I’ve heard other stories from people facing cancer, going into the hospital not knowing if you were going to come out, some spending weeks, if not months, in a room with no windows.  This presents a both/and Christmas, learning to be fully alive in whatever life presents.  Life is both a struggle, and filled with wonder.  Our lives are both fleeting, and, in Christ, held in eternal Love.  A both/and Christmas means Jesus is born in Bethlehem 2,000 years ago, and Jesus born in us.  As we come alongside Simeon and Anna and the scene in the Temple that day, we’re reminded that each moment is on the fringe, the cusp of holiness.

I’d like to share something I wrote on Christmas Eve.  I’d finished leading the Christmas Eve service for Facebook Live with the help of Dana and Annie, posted it on the computer in my office, then Shawna and I packed up and headed home where I fed the goat and the miniature horse and then went inside to get some supper.  Then I realized the chicken door wasn’t closing properly on the chicken coop outside, so I put my coat back on, slipped on my farm boots and headed out into the cold to pull on the rope so their door would close.  Here’s what I wrote regarding that chore on Christmas Eve, called Fabric of Forever.

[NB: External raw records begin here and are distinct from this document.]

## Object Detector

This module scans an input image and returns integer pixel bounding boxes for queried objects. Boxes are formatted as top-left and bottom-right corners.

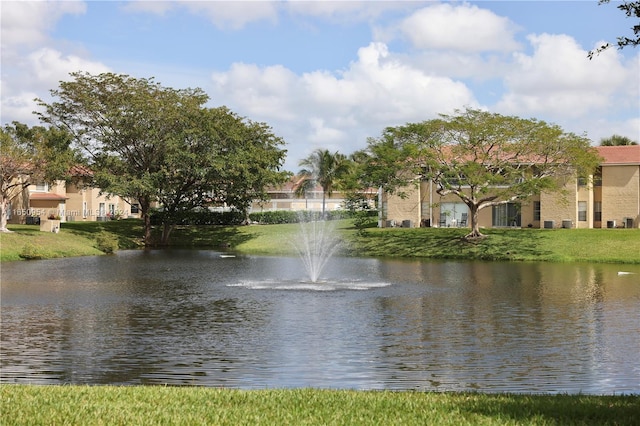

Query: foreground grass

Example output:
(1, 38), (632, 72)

(0, 220), (640, 263)
(0, 385), (640, 426)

FABRIC OF FOREVER, by Andy Kennaly

“To keep watch over my flock by night, I walk across the domesticated driveway, triggering the motion light’s temporary flood.  Clicking open the latch on the garden gate, deeper darkness of a narrower way welcomes steps into a wildness that seems older and more lasting, arousing ancient alertness hardwired into senses.  Walking up the path, I glance to the compost bins, ready to jump if raiders rise, and feeling relief in noticing nothing.  Easing mind and body into the quiet of calm, I move on to the chicken zone, closing their frozen door to keep them sleeping, cozy in their roosting coop.  My task complete, I begin to return to the house, but on the way, I head deeper into a winter night made colder by the clear sky spread with stars.

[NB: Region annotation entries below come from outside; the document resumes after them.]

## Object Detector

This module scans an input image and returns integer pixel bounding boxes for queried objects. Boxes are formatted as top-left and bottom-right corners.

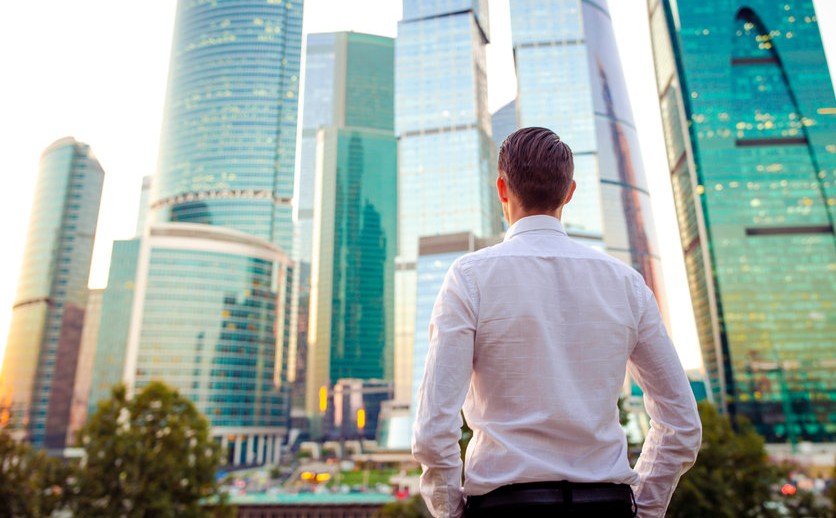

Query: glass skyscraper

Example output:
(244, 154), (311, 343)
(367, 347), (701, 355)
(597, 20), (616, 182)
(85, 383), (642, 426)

(0, 137), (104, 450)
(300, 32), (398, 431)
(91, 0), (303, 464)
(150, 0), (303, 255)
(648, 0), (836, 444)
(87, 238), (142, 415)
(395, 0), (501, 402)
(510, 0), (666, 304)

I slow my steps on the gravel path dusted with snow, now covered with three days and nights of my visiting friend, hoarfrost; air’s moisture forming rugged crystals, jagged and fragile, emerging for their time in the shaded part of the yard that won’t see the sun until spring.  A flash on the ground catches me on the peripheral.  Like Moses, I turn.

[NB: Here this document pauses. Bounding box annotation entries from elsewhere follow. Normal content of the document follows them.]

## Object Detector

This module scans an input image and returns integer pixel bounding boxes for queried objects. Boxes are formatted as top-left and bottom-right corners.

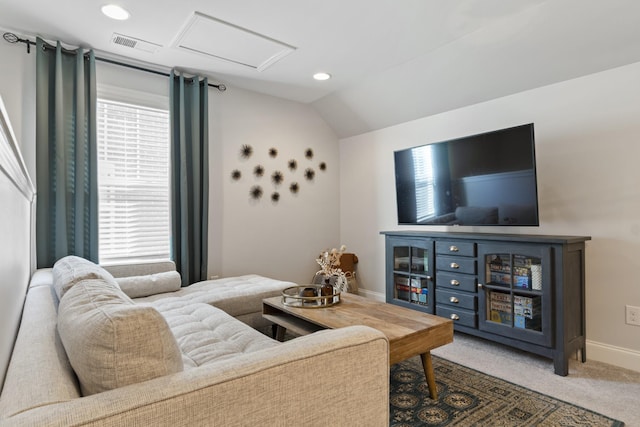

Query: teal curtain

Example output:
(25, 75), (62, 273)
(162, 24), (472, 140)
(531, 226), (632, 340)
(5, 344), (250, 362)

(170, 71), (209, 286)
(36, 38), (98, 268)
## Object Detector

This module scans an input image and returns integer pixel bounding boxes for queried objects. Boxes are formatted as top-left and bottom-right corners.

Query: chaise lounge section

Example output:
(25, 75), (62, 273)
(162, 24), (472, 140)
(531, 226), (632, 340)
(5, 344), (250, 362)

(0, 257), (389, 426)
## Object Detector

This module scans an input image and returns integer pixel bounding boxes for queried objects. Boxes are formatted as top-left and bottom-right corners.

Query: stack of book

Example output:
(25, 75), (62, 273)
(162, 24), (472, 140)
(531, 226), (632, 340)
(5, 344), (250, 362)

(513, 295), (542, 331)
(489, 292), (513, 325)
(395, 276), (429, 305)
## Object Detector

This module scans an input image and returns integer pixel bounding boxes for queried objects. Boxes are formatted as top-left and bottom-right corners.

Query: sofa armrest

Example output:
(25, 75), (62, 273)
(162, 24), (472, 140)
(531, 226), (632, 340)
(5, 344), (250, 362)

(6, 326), (389, 427)
(101, 261), (176, 278)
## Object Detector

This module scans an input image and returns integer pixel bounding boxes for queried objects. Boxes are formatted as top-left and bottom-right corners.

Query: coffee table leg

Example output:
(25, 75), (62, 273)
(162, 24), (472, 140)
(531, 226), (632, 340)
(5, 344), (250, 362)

(420, 352), (438, 400)
(274, 325), (287, 342)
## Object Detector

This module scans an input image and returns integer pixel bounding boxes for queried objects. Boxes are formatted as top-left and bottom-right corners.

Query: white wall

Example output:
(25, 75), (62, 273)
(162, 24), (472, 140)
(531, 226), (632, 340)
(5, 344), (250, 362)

Scattered shards of moon shine back Christmas Eve’s glittering lightshow.  In this winter evening’s drama the curtain falls and the veil is lifted.  My retina, like popcorn with each explosion, reflects the reflections of reflection.  Rays of solar streaming permeate us all to soul’s core. The moon’s rule by night is not deterred by half sizes, for shadow and shine unite.  Brightness lusciously illuminates pristine pastures layered in flickering flakes of light, uniquely twinkling their fractal joy as eons merge in cosmic glory.

I stop my steps so I may dance, distance dissolving to joyfully join nebulas, galaxies, planets, and angel hosts in icy rays of blue-tinged darkness sharing deep time brilliantly displayed in a suspended moment etched into the fabric of forever.” -----

As we continue to celebrate a both/and Christmas in whatever ways help Love’s fulfillment in the moment, may the blessings of Christ be with you, both now, and forever.  Amen.